OpenStreetMap Wiki (https://wiki.openstreetmap.org/wiki/Main_Page) creates and delivers the free geographic data (OpenStreetMap Wiki, n.d.). In this thesis, I utilized the wikis as important references to study the development of OSM and the deployment details. Ushahidi blog (https://www.ushahidi.com/blog) generally posts the notifications of volunteer recruitments and summaries of Ushahidi’s deployments (Ushahidi Blog, n.d.). In this thesis, I used several blogs to learn more about Ushahidi’s actions. Sinsai.info blog (http://sinsai-info-en.blogspot.com/) works as an extensive primary data source of Sinsai.info. In this thesis, I utilized multiple blog postings to learn about Sinsai.info’s contribution details, the hardships that the team was tackling (Sinsai.info.blogpost, n.d.).

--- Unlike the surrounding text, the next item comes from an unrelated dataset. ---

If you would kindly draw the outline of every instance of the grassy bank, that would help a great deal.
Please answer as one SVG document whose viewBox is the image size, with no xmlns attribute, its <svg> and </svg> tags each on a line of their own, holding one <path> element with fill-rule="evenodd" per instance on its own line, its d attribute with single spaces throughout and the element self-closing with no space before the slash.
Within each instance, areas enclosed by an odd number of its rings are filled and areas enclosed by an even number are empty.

GIS Communities GIS Lounge (https://www.gislounge.com/) is a GIS knowledge-based website that shares robust information in GIS maps, data/knowledge portals regarding the case studies, blog discussions in crowdsourcing, and disaster response (GIS Lounge, n.d.). In this thesis, I used plenty of information from this useful site as an important reference to research the V&TCs of case studies.

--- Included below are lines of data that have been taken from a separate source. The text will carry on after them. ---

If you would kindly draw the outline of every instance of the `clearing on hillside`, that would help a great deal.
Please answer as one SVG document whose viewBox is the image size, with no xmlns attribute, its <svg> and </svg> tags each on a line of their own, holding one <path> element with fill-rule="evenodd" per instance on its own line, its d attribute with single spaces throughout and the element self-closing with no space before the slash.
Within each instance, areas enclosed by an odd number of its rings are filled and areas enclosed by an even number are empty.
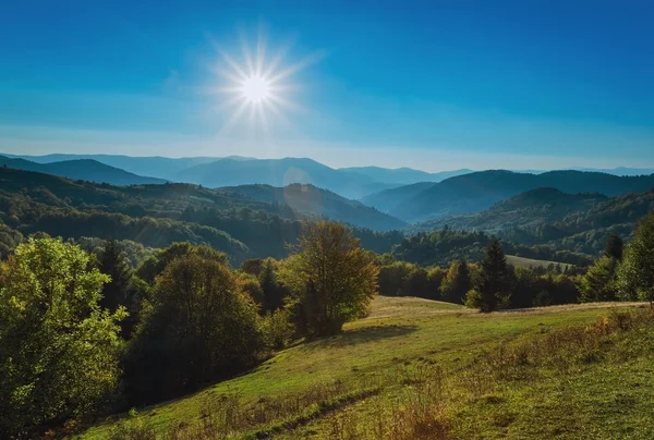
<svg viewBox="0 0 654 440">
<path fill-rule="evenodd" d="M 516 267 L 525 267 L 525 268 L 547 268 L 549 265 L 554 265 L 554 266 L 560 266 L 561 270 L 564 269 L 568 269 L 570 266 L 567 262 L 558 262 L 558 261 L 549 261 L 546 259 L 533 259 L 533 258 L 524 258 L 524 257 L 517 257 L 514 255 L 507 255 L 507 262 L 509 262 L 510 265 L 513 265 Z"/>
</svg>

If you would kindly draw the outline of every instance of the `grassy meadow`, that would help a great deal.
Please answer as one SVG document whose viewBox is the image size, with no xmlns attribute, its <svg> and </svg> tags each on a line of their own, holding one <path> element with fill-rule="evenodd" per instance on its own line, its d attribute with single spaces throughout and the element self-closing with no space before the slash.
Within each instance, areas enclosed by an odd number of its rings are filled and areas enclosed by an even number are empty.
<svg viewBox="0 0 654 440">
<path fill-rule="evenodd" d="M 376 297 L 342 334 L 80 437 L 652 438 L 653 347 L 642 304 L 480 314 Z"/>
<path fill-rule="evenodd" d="M 534 269 L 534 268 L 547 268 L 549 265 L 560 265 L 561 270 L 566 269 L 572 265 L 569 265 L 567 262 L 558 262 L 558 261 L 549 261 L 549 260 L 545 260 L 545 259 L 534 259 L 534 258 L 525 258 L 525 257 L 517 257 L 514 255 L 507 255 L 507 262 L 509 265 L 516 266 L 516 267 L 524 267 L 524 268 L 529 268 L 529 269 Z"/>
</svg>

4.3.3 Role of the Documents - Complementary or even Supplementary Data Source Therefore, the research findings will turn out to be fruitful and thorough, due to the significant contribution of 50 documents (Table 4.7) - a complementary or even supplementary data source. These documents not only fulfilled the completion of the analysis, but also did they encourage in-depth research for further details regarding the evolution of using VGI and crowdsourcing for disaster management in chapter 5.

Table 4.7 Numbers of Studies on Each V&TC. (Note: Often one document includes information on more than one V&TC; “/” refers to “Not Discussed” or “Not Applicable”.) Source: Author. Case Studies 2011 Tohoku Earthquake and 2013 Typhoon Haiyan V&TCs Tsunami OSM 13 15 Ushahidi 15 4 Safecast 3 / ALL311 3 / ESRI 1 / MicroMappers / 11 Google Crisis Response / 2

4.4 Conclusion to Results

To summarize, in this thesis, I will focus on the seven V&TCs, including OSM, Ushahidi, Safecast, ALL311, ESRI, MicroMappers and Google Crisis Response. To illustrate, research papers and/or documents will help to develop the analysis on each V&TC (Table 4.8). I will discuss the research questions in Chapter 5, and answer the questions in Chapter 6.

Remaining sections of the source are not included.